I'm building an app using Svelte and Carbon Components (for Svelte). I'm trying to build an error notifications component which runs off an error store: When an error is thrown, a ToastNotification
component is displayed across the top of the page; At the same time, there's a side panel (which the user can show/hide) which also lists all the unacknowledged errors.
Both the notifications across the top and in the side panel are obtained from the same store.
This image shows the toaster notification across the top of the page, along with its close icon.
This image shows the same error, but this time in the unacknowledged errors side panel.

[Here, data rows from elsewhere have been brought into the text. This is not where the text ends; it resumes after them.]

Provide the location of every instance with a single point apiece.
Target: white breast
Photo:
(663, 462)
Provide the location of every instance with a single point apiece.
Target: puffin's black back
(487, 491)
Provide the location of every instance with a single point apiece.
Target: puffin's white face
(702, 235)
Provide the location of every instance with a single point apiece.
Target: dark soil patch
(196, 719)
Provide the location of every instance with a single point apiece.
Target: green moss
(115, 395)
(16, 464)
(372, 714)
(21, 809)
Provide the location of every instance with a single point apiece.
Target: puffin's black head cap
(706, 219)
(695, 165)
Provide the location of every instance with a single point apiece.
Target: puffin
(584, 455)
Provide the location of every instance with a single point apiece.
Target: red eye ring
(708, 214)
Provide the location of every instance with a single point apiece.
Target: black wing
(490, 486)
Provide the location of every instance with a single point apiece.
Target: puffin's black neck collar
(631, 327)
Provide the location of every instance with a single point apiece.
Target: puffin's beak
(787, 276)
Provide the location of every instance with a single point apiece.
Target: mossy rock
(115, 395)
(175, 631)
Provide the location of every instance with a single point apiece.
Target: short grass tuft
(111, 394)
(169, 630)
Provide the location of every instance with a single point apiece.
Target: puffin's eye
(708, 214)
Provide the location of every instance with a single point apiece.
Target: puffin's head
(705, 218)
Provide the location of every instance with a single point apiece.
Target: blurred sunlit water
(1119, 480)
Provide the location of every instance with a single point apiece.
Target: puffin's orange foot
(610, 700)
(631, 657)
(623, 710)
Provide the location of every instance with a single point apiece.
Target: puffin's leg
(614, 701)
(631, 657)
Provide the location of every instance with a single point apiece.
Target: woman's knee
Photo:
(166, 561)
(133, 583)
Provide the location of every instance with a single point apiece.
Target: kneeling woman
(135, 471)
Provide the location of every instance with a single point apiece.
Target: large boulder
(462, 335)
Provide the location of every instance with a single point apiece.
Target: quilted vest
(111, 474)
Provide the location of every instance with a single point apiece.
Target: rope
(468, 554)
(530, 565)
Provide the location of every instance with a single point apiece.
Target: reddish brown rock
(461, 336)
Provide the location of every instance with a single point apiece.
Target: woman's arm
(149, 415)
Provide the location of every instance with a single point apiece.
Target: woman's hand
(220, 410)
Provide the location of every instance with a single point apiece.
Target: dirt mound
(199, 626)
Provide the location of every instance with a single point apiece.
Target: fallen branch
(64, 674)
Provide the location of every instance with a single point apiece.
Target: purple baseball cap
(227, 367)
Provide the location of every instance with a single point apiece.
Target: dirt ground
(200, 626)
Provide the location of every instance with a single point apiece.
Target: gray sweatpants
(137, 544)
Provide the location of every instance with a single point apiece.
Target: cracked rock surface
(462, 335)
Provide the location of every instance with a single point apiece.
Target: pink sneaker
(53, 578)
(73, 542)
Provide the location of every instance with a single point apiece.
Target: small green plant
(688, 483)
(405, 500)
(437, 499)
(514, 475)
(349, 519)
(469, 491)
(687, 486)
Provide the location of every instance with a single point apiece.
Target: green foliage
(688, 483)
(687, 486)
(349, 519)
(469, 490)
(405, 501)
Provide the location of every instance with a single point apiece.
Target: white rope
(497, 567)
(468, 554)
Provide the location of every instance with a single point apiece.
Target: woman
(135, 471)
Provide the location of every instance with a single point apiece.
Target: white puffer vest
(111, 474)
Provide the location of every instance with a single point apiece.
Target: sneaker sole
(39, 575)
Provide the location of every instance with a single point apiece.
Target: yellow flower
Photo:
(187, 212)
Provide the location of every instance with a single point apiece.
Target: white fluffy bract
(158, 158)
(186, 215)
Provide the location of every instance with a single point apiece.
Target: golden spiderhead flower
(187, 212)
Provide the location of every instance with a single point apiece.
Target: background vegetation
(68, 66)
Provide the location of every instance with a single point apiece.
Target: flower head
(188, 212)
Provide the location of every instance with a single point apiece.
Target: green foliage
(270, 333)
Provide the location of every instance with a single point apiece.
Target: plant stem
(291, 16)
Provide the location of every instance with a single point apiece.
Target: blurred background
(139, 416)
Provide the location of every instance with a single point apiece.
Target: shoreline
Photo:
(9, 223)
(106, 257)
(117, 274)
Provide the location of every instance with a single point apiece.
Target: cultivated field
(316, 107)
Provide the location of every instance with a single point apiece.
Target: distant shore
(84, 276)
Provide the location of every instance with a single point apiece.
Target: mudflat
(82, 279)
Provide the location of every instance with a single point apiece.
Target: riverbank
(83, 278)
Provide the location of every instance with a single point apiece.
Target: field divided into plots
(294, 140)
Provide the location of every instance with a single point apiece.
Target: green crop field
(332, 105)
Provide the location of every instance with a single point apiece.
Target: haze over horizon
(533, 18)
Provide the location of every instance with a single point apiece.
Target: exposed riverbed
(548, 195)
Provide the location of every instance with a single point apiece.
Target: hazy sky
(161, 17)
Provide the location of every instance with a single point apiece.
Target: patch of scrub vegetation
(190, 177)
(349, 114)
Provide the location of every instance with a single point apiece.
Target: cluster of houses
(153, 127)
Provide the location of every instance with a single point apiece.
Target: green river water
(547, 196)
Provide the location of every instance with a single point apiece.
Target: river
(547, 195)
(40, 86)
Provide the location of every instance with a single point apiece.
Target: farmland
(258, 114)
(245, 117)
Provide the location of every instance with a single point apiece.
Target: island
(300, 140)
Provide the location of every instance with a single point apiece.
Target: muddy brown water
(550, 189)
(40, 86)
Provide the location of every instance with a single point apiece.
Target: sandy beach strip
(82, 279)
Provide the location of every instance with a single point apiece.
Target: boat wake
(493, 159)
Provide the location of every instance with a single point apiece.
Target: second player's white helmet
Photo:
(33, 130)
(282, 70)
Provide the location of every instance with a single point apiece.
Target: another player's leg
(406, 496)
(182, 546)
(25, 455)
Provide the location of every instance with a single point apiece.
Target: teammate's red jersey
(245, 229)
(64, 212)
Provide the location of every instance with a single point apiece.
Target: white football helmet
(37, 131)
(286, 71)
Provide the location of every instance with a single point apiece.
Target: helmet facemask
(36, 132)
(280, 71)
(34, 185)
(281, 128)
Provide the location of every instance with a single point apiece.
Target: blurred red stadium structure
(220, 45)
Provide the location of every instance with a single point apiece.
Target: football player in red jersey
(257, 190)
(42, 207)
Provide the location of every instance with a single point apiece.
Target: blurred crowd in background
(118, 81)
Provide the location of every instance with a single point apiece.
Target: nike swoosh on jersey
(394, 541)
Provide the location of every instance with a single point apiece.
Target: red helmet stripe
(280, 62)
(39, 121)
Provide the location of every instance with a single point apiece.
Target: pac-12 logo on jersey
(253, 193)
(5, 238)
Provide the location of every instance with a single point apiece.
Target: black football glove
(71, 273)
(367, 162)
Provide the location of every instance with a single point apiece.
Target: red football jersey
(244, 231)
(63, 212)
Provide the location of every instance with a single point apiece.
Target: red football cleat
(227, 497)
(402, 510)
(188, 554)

What I want to do: If the user clicks x
in the corner of the toaster notification then the error is considered acknowledged and is removed from the store. However, if the toaster notification displayed across the top of the page times-out, it will be hidden, but the same error should remain visible in the side panel (until the user clicks x
on that toaster notification).
However, I can't find any way to distinguish between the toaster notification being hidden due to timing-out, and being hidden because the user has clicked x
.
If I capture the on:close
event I see the same custom event for both actions:
CustomEvent {isTrusted: false, detail: {…}, type: 'close', target: null, currentTarget: null, …}
isTrusted: false
bubbles: false
cancelBubble: false
cancelable: true
composed: false
currentTarget: null
defaultPrevented: false
detail:
timeout: true
[[Prototype]]: Object
eventPhase: 0
returnValue: true
srcElement: null
target: null
timeStamp: 12333
type: "close"
[[Prototype]]: CustomEvent
So it looks as if clicking x
actually invokes a timeout, and consequently I can't see any way to differentiate between an actual timeout and the user clicking x
.
Is there a way to differentiate between those two events?
I think you might be missing one of the events and the timeout
property should be false
for the manual interaction. Currently the component fires the close event from the timeout even if the toast has been dismissed before the timeout happens (GitHub issue).
The easiest workaround is probably to just not use the built-in mechanism and implement your own time-based close logic via setTimeout
. If you construct the component via the client-side API, you can destroy the component on close which also prevents the event from the timeout.